Transcript: Brian Apthorp - Comic Book Artist
For Art's Sake
Episode "Brian Apthorp, comic book artist"
Brian: Comic books, for me as a child, as a boy, of course they were almost entirely--well they were entirely a mainstream entertainment, aimed at kids. And for a boy or girl that age, that kind of spectacular fantasy is a natural. It wasn't just the bright colors and the pure fantasies of being strong and powerful and making things happen in the world, but rather a context of drama and exciting things--bigger than my life, but which carried within it, in the very bones of that ink and paper, a subconscious potency of the true emotions of the people who made them.
And those people who I was attracted to were those who had the most dramatic sense; an overt sense of drama, and an overt sense of a grandeur--a grandeur to life. And that really is the essence of what I seek in art, is a resonance of that wonder.
I first worked for Neal Adams' Continuity Comics, and did a number of books for him. Then I pencilled for Dark Horse Comics and then DC Comics, principally Batman & Poison Ivy stories but also Vertigo. I'm so grateful for some of the opportunities I've had to work with, or have my work inked by, artists who I admired deeply: Craig Russell, and one of my best friends in comics, Scott Hampton inked "The Dreaming: Trial and Error" book.
I love "Peanuts" and "Calvin & Hobbes", the beautiful, expressive qualities of them, but my own stuff is inspired by the magic of the physical world; it's fragile miracle. I can't say I achieve this tragic beauty, as I call it, but I realized eventually that was the central motive for drawing the way I do. As for my graphic novel, I had a very creative and reasonably happy childhood at home with my sister and my brother, my parents, but at school it was a totally different story, I didn't seem to be able to make friends and I was quite lonely, particularly in adolescence.

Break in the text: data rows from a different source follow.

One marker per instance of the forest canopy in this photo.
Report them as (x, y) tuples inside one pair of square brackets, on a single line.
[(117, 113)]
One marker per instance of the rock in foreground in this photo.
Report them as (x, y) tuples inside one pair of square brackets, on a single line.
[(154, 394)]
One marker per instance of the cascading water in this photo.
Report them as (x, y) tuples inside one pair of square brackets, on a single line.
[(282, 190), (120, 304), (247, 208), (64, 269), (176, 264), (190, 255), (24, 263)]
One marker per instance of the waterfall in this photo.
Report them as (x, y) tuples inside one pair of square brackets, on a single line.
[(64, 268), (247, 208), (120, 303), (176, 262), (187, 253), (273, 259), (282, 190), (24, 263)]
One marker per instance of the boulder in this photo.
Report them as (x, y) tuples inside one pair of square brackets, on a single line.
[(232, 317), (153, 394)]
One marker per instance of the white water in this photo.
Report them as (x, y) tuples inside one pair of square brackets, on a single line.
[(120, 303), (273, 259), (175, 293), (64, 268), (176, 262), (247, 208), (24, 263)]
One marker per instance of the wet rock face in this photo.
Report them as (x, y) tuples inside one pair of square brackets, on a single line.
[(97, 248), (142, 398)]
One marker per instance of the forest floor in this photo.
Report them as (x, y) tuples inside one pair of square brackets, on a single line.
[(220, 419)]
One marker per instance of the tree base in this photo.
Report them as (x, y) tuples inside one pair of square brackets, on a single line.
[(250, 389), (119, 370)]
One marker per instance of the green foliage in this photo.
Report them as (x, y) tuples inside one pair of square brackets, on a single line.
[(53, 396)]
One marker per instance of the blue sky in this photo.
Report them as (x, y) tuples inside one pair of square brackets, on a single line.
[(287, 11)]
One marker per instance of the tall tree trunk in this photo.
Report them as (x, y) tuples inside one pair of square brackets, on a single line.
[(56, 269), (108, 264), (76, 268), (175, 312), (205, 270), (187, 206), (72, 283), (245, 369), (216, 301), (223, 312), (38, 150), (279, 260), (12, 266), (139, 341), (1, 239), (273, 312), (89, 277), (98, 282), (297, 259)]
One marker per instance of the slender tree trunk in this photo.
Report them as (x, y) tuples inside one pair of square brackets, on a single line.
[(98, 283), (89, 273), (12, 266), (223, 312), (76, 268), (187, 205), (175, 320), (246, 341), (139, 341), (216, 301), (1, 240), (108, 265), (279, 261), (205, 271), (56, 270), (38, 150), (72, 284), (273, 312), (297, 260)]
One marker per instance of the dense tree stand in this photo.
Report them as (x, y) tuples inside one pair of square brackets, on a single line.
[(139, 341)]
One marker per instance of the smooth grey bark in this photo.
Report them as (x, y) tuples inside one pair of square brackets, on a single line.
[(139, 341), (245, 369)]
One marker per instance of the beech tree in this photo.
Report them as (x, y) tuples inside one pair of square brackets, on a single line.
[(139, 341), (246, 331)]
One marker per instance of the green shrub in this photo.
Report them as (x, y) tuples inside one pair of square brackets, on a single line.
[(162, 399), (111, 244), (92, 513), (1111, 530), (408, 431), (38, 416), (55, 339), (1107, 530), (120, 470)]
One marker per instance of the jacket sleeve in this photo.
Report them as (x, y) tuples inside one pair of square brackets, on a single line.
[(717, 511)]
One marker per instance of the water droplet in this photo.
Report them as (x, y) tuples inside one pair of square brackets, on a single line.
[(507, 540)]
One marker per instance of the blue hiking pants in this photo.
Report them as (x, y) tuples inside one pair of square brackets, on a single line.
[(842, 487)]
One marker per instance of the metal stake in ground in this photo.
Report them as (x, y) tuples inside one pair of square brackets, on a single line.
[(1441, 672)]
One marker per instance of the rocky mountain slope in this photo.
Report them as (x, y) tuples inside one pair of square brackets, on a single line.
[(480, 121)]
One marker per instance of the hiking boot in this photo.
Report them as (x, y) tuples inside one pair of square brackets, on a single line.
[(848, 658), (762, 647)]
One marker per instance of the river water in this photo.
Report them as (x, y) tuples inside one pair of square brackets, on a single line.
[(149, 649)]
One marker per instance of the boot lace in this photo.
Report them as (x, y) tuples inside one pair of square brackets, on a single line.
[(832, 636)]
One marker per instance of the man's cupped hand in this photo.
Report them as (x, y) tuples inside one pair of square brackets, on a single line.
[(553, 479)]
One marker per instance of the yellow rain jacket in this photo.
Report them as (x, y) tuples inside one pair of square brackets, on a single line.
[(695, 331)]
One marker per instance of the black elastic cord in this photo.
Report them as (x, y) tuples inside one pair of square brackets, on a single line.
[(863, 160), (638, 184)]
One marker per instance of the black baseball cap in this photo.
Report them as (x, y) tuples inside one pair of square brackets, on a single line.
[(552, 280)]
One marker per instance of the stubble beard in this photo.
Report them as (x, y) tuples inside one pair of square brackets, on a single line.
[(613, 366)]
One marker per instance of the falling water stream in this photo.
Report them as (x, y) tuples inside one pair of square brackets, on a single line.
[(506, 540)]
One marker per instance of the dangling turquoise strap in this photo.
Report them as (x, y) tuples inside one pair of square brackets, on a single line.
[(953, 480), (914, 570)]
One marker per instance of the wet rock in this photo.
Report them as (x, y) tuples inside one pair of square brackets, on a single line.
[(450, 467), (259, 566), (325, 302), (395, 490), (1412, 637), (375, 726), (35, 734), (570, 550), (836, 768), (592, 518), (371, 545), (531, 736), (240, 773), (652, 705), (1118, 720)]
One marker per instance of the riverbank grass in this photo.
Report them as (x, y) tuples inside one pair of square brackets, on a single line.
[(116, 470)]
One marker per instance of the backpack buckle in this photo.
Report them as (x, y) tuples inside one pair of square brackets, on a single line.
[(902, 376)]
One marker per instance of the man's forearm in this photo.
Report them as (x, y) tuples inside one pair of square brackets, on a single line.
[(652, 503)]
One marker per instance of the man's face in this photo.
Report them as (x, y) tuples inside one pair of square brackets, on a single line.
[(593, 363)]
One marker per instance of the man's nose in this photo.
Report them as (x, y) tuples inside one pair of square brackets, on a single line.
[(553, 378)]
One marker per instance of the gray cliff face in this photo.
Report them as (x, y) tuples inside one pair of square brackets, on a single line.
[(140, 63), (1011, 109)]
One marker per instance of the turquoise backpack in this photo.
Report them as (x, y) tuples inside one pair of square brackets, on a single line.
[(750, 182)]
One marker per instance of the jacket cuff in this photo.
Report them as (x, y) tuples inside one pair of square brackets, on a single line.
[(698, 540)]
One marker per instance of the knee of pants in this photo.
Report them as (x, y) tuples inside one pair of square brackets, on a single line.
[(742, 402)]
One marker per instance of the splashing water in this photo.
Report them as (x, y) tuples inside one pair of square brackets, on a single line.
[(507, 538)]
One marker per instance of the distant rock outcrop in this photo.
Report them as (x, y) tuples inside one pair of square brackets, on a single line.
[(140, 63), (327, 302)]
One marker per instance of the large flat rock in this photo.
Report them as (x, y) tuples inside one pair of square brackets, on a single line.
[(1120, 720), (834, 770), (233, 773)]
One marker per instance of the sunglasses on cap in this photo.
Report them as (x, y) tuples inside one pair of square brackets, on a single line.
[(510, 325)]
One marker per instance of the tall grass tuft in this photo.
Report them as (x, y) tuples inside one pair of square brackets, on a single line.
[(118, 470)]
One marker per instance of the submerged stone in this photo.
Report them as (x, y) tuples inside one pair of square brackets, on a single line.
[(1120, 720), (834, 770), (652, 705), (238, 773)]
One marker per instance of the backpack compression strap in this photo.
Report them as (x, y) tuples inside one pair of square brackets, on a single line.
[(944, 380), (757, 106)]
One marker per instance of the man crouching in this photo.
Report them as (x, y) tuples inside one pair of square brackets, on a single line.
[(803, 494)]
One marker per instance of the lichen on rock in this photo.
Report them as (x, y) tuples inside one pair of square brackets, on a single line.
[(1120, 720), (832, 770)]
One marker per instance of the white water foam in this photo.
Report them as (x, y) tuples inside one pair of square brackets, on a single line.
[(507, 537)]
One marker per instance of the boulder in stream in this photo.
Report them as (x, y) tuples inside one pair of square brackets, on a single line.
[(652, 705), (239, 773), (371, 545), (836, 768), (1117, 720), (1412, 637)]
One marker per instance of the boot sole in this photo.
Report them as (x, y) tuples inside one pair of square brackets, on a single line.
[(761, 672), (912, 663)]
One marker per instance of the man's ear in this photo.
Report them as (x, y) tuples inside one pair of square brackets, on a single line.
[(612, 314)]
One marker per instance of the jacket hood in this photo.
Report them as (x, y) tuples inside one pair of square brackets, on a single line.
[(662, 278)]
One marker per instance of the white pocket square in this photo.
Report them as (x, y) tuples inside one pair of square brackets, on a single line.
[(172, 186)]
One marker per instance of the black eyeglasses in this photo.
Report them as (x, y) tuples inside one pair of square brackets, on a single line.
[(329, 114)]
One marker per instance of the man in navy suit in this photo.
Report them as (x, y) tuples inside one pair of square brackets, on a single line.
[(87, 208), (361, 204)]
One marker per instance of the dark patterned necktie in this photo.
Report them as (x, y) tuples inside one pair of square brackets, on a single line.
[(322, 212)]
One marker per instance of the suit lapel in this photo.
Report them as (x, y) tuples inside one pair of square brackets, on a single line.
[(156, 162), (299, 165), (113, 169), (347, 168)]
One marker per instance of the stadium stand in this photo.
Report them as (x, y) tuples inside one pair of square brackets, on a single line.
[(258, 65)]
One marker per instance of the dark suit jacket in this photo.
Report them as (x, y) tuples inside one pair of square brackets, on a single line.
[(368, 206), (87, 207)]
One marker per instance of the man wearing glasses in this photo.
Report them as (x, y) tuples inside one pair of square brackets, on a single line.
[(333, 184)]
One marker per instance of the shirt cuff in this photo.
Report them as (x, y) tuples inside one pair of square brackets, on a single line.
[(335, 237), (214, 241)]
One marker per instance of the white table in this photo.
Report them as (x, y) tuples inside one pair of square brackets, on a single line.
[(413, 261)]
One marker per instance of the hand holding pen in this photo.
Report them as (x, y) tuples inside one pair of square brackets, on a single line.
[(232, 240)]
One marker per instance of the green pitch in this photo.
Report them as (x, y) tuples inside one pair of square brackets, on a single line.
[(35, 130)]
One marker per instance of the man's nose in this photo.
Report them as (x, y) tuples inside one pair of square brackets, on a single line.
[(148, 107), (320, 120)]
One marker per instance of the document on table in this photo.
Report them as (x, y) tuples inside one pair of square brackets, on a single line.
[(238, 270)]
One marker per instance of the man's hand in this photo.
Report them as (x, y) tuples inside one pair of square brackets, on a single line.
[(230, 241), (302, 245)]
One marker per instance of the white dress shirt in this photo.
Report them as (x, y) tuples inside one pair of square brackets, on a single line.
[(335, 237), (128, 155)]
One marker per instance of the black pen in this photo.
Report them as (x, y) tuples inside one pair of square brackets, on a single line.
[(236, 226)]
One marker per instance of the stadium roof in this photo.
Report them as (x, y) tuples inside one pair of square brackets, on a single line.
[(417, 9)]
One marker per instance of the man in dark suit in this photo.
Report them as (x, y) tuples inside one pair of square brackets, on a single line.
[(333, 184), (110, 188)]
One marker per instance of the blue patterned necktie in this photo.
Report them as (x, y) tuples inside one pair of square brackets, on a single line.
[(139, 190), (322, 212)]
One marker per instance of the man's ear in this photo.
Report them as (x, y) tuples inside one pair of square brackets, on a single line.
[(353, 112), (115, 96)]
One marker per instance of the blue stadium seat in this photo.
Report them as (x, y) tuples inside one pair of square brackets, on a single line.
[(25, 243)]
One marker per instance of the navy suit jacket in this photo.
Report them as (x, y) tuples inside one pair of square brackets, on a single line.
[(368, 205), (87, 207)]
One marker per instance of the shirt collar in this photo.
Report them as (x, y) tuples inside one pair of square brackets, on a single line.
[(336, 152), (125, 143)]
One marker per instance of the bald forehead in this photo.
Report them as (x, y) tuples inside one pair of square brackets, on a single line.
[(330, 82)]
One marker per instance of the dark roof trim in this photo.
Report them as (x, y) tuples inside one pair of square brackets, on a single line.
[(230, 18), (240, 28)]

When I was a still a teenager I remember lying on my bed, looking up at the ceiling and thinking to myself how little there was to reflect, in the world of entertainment, the world around me, television, film, whatever--the experience of someone like me. And I made a pact with myself that I would make something, I would do something--I would write a comic book, make a comic book perhaps, that would address those things that I was experiencing and suffering, for people like me.
However the story is not all suffering and angst and anguish; there is humor in it and drama and some romantic stuff, sexy stuff, y'know, god knows. Because it is an attempt, even though it is in dramatic form and has fantasy elements to it, it is an attempt to be as honest as I can be about my own experience, my own consciousness as an adolescent. When you are the most malleable and could become anything, good, bad or indifferent. Even though at the time you may feel oppressed, constrained, limited, and have no view that you have a chance to become anything or to achieve or have any of the things you need so badly. Yet it's all there available to you.
And what a wonderful time; what a wonderful state to be in, if only you knew. If only you knew. But you don't know, and that's crucial. You can't know. And you know, maybe it can't happen, maybe it won't happen--because maybe it won't. But I think, I hope in my story it will happen, it will all happen, in a strange way, but it will all happen.
And the whole thing about drawing comics in a studio space, in your own little spot, with your drawing table and your pencils and your paper, lit by the natural light, and I just thought gosh, that would be such a wonderful way to live. To make art, to tell stories coming out of my own self onto the paper, that would be a dream. And somehow or other, though it took a long time, eventually it did come to me, or I came to it. And I'm sort of amazed at that, that I actually got to do what I dreamed of doing.